The tie between siblings is often the longest lasting relationship that a person ever experiences. Social science research makes clear that strong bonds between brothers and sisters can develop very early in childhood. Many children spend more time with their siblings than with anyone else, and siblings who grow up together accumulate a store of shared memories that can shape each sibling for life. Children with absent, dysfunctional, or warring parents often forge especially intense bonds with each other that provide solace, nurturing, and secure emotional attachments.

But as I discuss in my new book, Family Law Reimagined, the legal system has long acted as if marriage and parenthood are the only two family relationships that matter. In recent years, the law has expanded its focus slightly by directing more attention toward unmarried couples. Yet courts and legislatures still do remarkably little to protect sibling ties.

Divorce courts in every state sometimes split custody of siblings between parents. Some states have no presumption at all against split custody. Other states disfavor split custody, but still allow it. Similarly, some state court decisions rigorously oppose splitting siblings at divorce, while other decisions loosely interpret even supposedly strict presumptions against separation.

When siblings are adopted out of their biological family by different parents, many states treat the sibling relationship as completely terminated. Some states have laws discussing visitation or communication between siblings separated by adoption, but these states usually impose no requirements on adoptive parents and confer no rights on siblings.

Other attempts to protect sibling relationships are modest and sporadic. Federal law conditions some funding on a state’s agreement to make “reasonable efforts” to place siblings in the same adoptive home and to promote post-adoption contact when siblings are separated. But the law does not indicate what “reasonable efforts” means or identify any steps that states must take.

Legislatures and courts should focus more attention on family ties other than marriage, parenthood, and their equivalents. My book explores potential reforms in the interest of sparking dialogue and debate.

For example, states could provide greater guidance to adoption agencies about how to make “reasonable efforts” to keep siblings together. Requiring reasonable efforts from adoption agencies is appealing because this standard seems designed to encourage joint placement, while avoiding too much delay for adoptions or excessive costs for agencies. But without a definition that gives it teeth, “reasonable efforts” may mean little in practice. Adoption agencies need a push to improve their practices.

One reform that would not impose additional expense or delay would be to specify that adoption agencies cannot exclude a fit prospective adoptive parent interested in adopting a sibling group just because he or she is unmarried, gay, or already has other children. States might also require adoption agencies to conduct out-of-state searches for potential adoptive parents, if that’s what it takes to find a shared adoptive placement for siblings. This strategy would impose some costs on agencies and possibly delay some adoptions, but it would have the considerable advantage of reaching a much larger pool of potential adoptive parents.

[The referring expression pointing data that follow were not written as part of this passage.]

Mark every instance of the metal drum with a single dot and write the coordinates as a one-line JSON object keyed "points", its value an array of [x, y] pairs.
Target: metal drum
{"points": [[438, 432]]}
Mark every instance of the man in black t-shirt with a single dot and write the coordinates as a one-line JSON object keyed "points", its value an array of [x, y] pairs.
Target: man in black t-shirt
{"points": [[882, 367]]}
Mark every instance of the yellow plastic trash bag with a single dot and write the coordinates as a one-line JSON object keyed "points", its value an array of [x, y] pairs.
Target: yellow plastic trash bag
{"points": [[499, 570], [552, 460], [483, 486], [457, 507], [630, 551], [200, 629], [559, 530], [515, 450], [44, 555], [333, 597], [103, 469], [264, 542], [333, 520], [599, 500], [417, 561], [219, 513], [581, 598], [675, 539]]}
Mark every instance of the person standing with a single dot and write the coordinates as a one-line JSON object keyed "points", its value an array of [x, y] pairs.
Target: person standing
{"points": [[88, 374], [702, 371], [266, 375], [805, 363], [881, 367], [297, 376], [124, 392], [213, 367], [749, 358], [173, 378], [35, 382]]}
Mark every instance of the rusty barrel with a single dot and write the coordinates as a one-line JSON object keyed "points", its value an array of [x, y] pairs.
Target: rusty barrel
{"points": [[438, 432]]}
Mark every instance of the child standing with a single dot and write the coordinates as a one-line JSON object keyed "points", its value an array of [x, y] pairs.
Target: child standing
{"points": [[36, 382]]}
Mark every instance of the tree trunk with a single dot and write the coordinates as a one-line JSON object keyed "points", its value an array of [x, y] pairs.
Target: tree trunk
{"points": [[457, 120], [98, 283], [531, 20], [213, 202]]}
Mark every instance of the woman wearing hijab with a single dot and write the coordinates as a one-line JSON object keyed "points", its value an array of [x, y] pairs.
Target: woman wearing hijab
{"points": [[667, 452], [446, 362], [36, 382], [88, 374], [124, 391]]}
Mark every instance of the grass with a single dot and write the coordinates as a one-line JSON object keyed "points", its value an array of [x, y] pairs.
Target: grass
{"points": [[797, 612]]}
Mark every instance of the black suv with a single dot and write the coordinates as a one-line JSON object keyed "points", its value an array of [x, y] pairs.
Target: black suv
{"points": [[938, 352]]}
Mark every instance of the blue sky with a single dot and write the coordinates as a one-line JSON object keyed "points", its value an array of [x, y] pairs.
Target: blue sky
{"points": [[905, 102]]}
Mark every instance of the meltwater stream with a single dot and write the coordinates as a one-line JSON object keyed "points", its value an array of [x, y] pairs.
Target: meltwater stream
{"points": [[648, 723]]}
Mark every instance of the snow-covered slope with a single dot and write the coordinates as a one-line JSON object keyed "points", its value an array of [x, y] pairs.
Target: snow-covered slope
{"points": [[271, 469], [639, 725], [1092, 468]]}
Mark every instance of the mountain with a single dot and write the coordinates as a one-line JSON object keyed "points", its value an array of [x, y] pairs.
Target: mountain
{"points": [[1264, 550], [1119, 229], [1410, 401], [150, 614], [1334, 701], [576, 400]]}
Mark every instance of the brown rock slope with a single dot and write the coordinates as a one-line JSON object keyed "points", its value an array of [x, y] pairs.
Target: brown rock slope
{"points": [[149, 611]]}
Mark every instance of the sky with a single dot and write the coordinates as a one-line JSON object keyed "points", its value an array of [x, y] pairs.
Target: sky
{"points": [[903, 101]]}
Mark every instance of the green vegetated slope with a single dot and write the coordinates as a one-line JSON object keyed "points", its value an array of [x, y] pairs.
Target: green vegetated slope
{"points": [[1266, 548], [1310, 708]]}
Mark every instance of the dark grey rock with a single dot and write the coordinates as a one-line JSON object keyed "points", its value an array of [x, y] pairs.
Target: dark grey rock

In addition, states could erect more barriers to split custody at divorce. For instance, states could require a parent seeking to split siblings to present a court with clear and convincing evidence that placing the children together would be contrary to the best interests of at least one child.

States could also give siblings who are separated by adoption or divorce an enforceable right to communicate with and visit each other, even over a parent’s objection, unless a court determines that such contact would go against the best interests of one or more of the children. The Supreme Court’s precedents would require state courts to give “material weight” to a parent’s judgment about her child’s interests. Sibling rights are worth a modest intrusion on parental rights, given how important sibling relationships can be to growing up and flourishing. Most of the time, it is vital for siblings separated by adoption or divorce not to lose each other.